Establishing a rigorous equivalence between piecewise-linear Kolmogorov–Arnold networks (KANs) and ReLU networks remains an open theoretical challenge, hindering integration of KANs into established deep learning frameworks. Method: We propose the first fully explicit, bidirectional, lossless conversion algorithm via constructive function approximation and structural mapping—enabling exact translation of any piecewise-linear KAN into a ReLU network with controlled depth and parameter bounds, and vice versa. Contribution/Results: We prove that piecewise-linear KANs and ReLU networks are fundamentally equivalent in expressive power, thereby bridging a critical theoretical gap between the emerging KAN paradigm and classical neural network theory. This equivalence not only reveals their intrinsic unification but also enables principled interpretability analysis of KANs, facilitates hardware-aware deployment, and supports seamless interoperability with standard deep learning libraries—without approximation or architectural constraints.
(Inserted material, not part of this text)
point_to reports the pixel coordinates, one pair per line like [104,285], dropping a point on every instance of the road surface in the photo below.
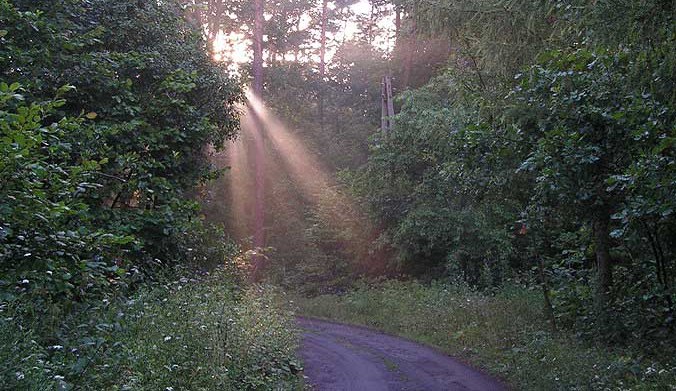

Kolmogorov-Arnold Networks are a new family of neural network architectures which holds promise for overcoming the curse of dimensionality and has interpretability benefits (arXiv:2404.19756). In this paper, we explore the connection between Kolmogorov Arnold Networks (KANs) with piecewise linear (univariate real) functions and ReLU networks. We provide completely explicit constructions to convert a piecewise linear KAN into a ReLU network and vice versa.